けれど楓花はそんなふらむを急かす事もなく、穏やかな笑みを浮かべてふらむの言葉を待っている。こんな優しいところに惚れたのだったな、とふらむは思い出した。
こんな風になんでもない瞬間に、彼女の好きなところを見つめ直す時がふらむは好きだった。自分でも意識していない時に好きなところに改めて気付くのは、とても幸せな事のような気がしている。
「……恋人っぽいかなって、思って」
考えたって誤魔化す言葉は浮かばなくて、素直にそう告げるしかなかった。どうしようもなく恥ずかしくて頬が熱くなる。
そんなふらむを見て楓花は面食らったような表情をして、そしてその頬に仄かな朱を上らせた。その様が愛らしくて、ふらむの胸がきゅっとなる。
「ふーちゃん」
ぽつり、と楓花がそう言った。それを聞いたふらむの心臓がどきりと音を立てた。その音は止む事なく、耐えず強い鼓動を刻んでいる。
「私達、どっちもふーちゃんなんだね」
ふわりと笑う楓花に、ほんの少し欲が顔を出す。一瞬脳裏に過ったそれが実現すれば、それはとても甘い現実となる筈だ。

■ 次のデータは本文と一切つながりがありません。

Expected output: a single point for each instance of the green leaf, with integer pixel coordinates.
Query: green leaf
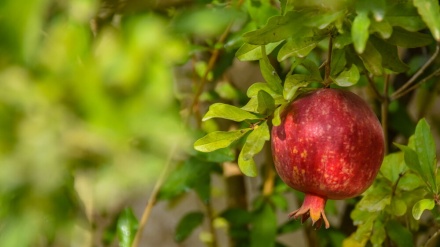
(410, 182)
(283, 6)
(218, 139)
(269, 73)
(220, 110)
(422, 205)
(313, 68)
(378, 235)
(425, 149)
(255, 88)
(193, 173)
(278, 28)
(430, 12)
(372, 60)
(342, 40)
(392, 167)
(127, 226)
(390, 57)
(294, 82)
(266, 104)
(378, 198)
(277, 114)
(398, 207)
(399, 234)
(411, 159)
(187, 224)
(359, 31)
(338, 61)
(407, 39)
(299, 46)
(253, 145)
(348, 77)
(383, 28)
(404, 15)
(248, 52)
(264, 227)
(218, 156)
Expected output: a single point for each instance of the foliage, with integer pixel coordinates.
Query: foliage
(97, 98)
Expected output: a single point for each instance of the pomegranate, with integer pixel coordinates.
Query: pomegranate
(329, 145)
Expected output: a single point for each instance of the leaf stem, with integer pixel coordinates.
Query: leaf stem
(269, 180)
(211, 217)
(153, 197)
(384, 111)
(329, 61)
(402, 90)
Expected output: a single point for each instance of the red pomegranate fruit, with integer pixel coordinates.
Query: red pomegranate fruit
(329, 145)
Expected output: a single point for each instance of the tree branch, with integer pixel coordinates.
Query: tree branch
(397, 96)
(152, 200)
(400, 92)
(384, 112)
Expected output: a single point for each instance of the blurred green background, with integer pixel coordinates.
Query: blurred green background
(87, 115)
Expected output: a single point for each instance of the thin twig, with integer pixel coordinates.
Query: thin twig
(398, 93)
(210, 214)
(269, 180)
(152, 200)
(384, 112)
(435, 73)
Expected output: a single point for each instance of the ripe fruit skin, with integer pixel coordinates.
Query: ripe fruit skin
(329, 145)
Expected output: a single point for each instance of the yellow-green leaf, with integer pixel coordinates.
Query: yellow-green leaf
(218, 139)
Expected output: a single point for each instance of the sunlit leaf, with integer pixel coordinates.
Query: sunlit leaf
(429, 11)
(426, 151)
(277, 114)
(399, 234)
(220, 110)
(253, 145)
(348, 77)
(398, 207)
(378, 198)
(393, 167)
(313, 68)
(299, 46)
(422, 205)
(403, 38)
(383, 28)
(359, 31)
(390, 56)
(266, 103)
(269, 74)
(126, 227)
(410, 182)
(264, 227)
(338, 61)
(378, 235)
(187, 224)
(404, 14)
(294, 82)
(277, 28)
(411, 159)
(372, 60)
(218, 139)
(248, 52)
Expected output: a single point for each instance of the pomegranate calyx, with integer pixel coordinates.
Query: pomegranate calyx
(312, 207)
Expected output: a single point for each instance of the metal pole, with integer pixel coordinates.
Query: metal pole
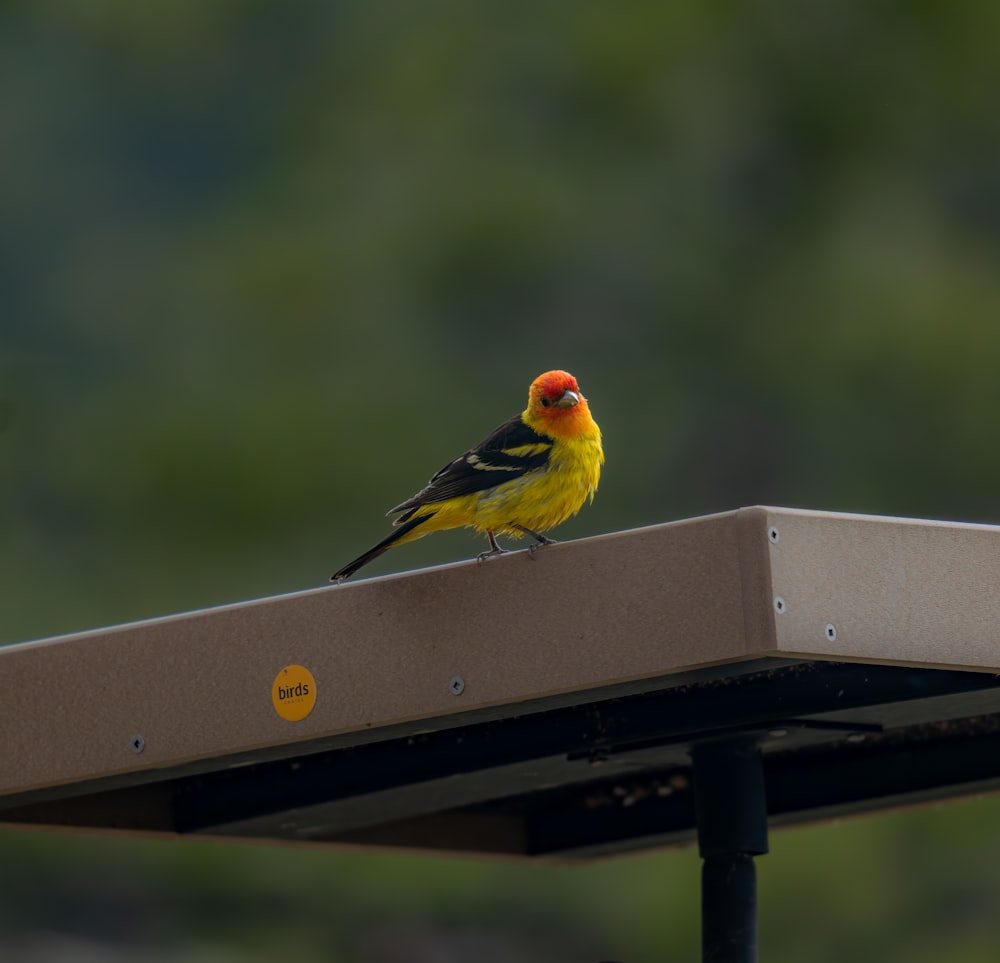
(731, 808)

「あの、ね。楓花ちゃんが、嫌じゃなければなんだけど」
もじもじと言うふらむを優しい笑みで見つめたまま、楓花は言葉の続きを待っている。
「二人きりの時は、たまにふうちゃんって呼んでもいい?」
楓花はぱちりと目を瞬かせた後にぱっと笑って頷いた。花が綻ぶような楓花の笑顔が、ふらむは大好きだ。胸をぽかぽかと暖かくさせるから。

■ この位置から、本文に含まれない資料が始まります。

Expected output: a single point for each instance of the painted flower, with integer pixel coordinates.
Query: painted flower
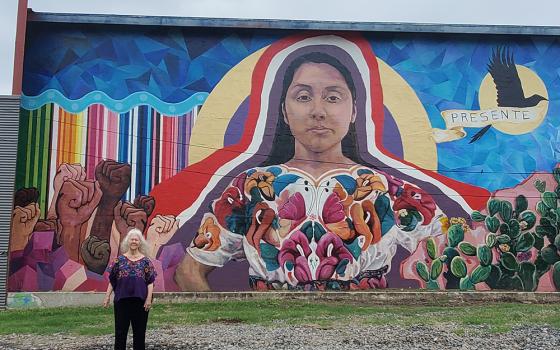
(291, 212)
(293, 209)
(366, 184)
(333, 256)
(208, 236)
(394, 184)
(445, 225)
(294, 258)
(262, 219)
(418, 200)
(462, 222)
(262, 180)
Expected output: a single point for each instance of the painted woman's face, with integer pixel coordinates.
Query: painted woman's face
(318, 107)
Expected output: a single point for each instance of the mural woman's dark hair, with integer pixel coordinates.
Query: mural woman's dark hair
(283, 145)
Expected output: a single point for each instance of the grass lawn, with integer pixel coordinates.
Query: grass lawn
(98, 321)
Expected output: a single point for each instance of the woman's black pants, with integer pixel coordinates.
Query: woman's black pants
(130, 311)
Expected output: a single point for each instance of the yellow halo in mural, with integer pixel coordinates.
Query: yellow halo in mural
(399, 98)
(532, 84)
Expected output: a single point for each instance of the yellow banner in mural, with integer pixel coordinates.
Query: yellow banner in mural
(457, 119)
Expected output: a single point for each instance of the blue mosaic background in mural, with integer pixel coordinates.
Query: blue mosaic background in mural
(446, 73)
(173, 64)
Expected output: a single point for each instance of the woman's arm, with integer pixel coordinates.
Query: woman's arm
(148, 302)
(108, 295)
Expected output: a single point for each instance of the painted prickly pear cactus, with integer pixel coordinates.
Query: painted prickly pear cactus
(521, 245)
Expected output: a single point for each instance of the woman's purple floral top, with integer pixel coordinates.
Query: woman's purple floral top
(130, 279)
(338, 231)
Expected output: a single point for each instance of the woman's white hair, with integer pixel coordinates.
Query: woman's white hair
(143, 248)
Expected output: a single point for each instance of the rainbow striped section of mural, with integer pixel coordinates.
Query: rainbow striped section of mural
(154, 144)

「勿論、いいよ。私もふーちゃんって呼んでもいいかな」
ふーちゃん、と自分が口にした呼び名と同じものが彼女の口から零れる度、胸が跳ねる。
「うん」
とても嬉しくて、いざ呼ばれてみると思い描いていたよりもその現実は甘くて優しい。二人を包んでいるこの甘さを、きっと幸福と呼ぶのだろう。
「二人だけの呼び方って、いいね」
心臓が忙しなく動いて、ときめきという名の熱を全身に伝えようとしている。一人でそれを抱えているのは難しくて、ふらむはそっと楓花の手を握る。
二人だけに通じるもの。二人だけに許されたもの。その特別なものを共有しているのは、世界で私とあなただけ。